Auf dem niedergedrückten Rasen sank er auf die Knie. Nur Zentimeter entfernt waren die Halme mit einer dünnen Schicht aus Blut überzogen. Dunkel und trocken.
Es war über das Gras in die Erde gelaufen. Aus ihrem Körper heraus und in den trockenen Boden gesickert, als wolle es für immer dort bleiben. Anklagend. Still. Und düster.

An das Messer zu denken, verkrampfte ihm den Magen. Viele Male hatte es sich in sie gesenkt, als sie schon leblos dalag. Beim ersten Mal sehr langsam, als wäre es eine Zeremonie. In die Mitte ihres Körpers.
Die Klinge war unglaublich scharf, denn sie zerteilte den Stoff, die Haut und das Fleisch ohne zu zögern. Dann, sehr langsam, zog sie sich blutig und tropfend heraus, und schimmerte im nebligen Mondlicht, kurz bevor sie sich wieder senkte.
Er hatte die Stiche gesehen, war dem Messer mit dem Blick gefolgt. Das Blut begann, über ihren Körper zu laufen, über das Gras. Und auf dem trockenen Boden hatte sich eine Lache gebildet.
Kein Zweifel mehr, ob sie tot war. Er lief davon, konnte es nicht mehr ansehen. Er hatte nicht geholfen. Ihre Blicke hatten ihn angefleht, aber er hatte nicht geholfen. Und dennoch, nicht einmal jetzt konnte er Schuld empfinden.

Am Waldrand hatte er innegehalten. Sich wieder umgedreht und ihren Körper im Mondlicht betrachtet. Ihr Haar hatte düster geschimmert. Schwärzer noch als der blutgetränkte Boden. Sie lag so schutzlos da. An der höchsten Stelle des Hügels, im kalten Licht, für jedermann zu sehen. All die Wunden, durch die man bis in ihr Innerstes sehen konnte.

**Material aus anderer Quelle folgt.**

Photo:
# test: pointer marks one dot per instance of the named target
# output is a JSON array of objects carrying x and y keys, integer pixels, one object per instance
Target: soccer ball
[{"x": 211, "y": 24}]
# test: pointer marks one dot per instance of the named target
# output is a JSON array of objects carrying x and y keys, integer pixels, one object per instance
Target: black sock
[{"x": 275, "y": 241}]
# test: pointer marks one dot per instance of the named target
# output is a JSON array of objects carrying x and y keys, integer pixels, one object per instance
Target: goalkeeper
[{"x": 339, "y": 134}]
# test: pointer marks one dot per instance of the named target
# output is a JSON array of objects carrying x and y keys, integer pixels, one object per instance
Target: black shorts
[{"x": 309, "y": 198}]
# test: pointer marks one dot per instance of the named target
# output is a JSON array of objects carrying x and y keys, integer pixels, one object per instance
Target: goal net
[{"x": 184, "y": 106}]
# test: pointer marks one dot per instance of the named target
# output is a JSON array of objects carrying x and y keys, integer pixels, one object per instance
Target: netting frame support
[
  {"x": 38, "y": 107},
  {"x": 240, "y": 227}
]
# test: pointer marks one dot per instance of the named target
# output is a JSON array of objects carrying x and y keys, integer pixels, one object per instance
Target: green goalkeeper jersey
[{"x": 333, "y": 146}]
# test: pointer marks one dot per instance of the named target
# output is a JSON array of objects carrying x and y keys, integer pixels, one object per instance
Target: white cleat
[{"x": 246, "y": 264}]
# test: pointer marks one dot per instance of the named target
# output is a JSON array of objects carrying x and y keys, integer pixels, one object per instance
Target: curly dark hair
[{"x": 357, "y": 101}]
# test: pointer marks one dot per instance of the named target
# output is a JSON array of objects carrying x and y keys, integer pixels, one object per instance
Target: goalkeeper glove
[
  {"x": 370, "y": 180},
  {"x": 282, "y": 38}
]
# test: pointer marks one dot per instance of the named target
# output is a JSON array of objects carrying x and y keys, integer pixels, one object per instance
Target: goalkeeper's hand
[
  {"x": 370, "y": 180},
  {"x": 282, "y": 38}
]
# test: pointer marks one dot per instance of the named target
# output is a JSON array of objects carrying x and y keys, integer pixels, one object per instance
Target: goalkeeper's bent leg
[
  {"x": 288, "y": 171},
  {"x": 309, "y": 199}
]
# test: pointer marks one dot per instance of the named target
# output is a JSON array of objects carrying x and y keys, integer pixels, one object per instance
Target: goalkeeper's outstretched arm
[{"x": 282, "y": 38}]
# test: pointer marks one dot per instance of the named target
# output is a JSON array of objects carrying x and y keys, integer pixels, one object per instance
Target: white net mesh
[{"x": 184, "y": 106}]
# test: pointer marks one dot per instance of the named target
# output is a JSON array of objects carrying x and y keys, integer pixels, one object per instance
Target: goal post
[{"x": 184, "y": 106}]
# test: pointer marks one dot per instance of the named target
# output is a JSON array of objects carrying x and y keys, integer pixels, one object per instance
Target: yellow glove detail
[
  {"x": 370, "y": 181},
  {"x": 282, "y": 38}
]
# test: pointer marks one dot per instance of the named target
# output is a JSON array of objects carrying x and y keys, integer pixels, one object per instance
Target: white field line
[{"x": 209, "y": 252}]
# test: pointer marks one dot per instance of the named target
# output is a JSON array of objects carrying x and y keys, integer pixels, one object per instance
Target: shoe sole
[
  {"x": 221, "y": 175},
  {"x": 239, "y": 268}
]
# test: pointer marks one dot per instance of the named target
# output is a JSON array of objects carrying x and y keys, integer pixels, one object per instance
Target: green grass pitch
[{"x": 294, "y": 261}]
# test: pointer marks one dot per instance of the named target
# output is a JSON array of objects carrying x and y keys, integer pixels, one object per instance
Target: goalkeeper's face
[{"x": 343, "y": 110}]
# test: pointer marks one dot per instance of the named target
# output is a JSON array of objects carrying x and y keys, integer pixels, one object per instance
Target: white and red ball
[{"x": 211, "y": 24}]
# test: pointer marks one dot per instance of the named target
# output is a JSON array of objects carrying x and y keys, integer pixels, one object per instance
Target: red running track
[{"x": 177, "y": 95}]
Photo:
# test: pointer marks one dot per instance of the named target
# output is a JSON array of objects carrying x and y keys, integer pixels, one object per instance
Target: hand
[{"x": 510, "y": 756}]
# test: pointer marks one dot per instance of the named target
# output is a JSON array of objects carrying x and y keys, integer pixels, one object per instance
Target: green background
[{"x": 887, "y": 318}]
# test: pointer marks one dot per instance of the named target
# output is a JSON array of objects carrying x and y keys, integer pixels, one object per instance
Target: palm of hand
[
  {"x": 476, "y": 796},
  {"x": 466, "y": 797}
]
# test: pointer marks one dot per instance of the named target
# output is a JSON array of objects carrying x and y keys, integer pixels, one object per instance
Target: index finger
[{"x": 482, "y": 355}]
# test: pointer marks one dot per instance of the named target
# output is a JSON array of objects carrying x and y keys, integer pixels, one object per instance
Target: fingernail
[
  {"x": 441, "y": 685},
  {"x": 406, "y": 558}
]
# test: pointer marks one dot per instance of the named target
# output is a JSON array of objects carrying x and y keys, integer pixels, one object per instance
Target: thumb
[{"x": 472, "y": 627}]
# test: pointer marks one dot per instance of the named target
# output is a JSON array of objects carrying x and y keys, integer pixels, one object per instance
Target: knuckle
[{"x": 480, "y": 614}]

Jetzt, nachdem es vorbei war, konnte er ihren Blick nicht mehr aus seinen Gedanken verscheuchen. Das Flehen, das ihn nicht erreicht hatte, drang nun tiefer und tiefer in sein Bewusstsein. Schließlich ging er widerstrebend zurück und kniete sich neben die Leiche.
Seine Finger strichen durch ihr blutiges Gesicht. 'Ich werde dir helfen', flüsterte er rau. Dann packte er ihre Beine und zog den Körper über die Wiese. An der Baumgruppe, ganz weit hinten, legte er sie ab. 'Hier, mein Schatz, hier findest du Ruhe.' Sie lag auf dem Rücken, die offenen Augen starr empor gerichtet, das Haar wirr um ihr Gesicht.
Wortlos und ohne noch einmal zurückzusehen, hatte er die Baumgruppe verlassen.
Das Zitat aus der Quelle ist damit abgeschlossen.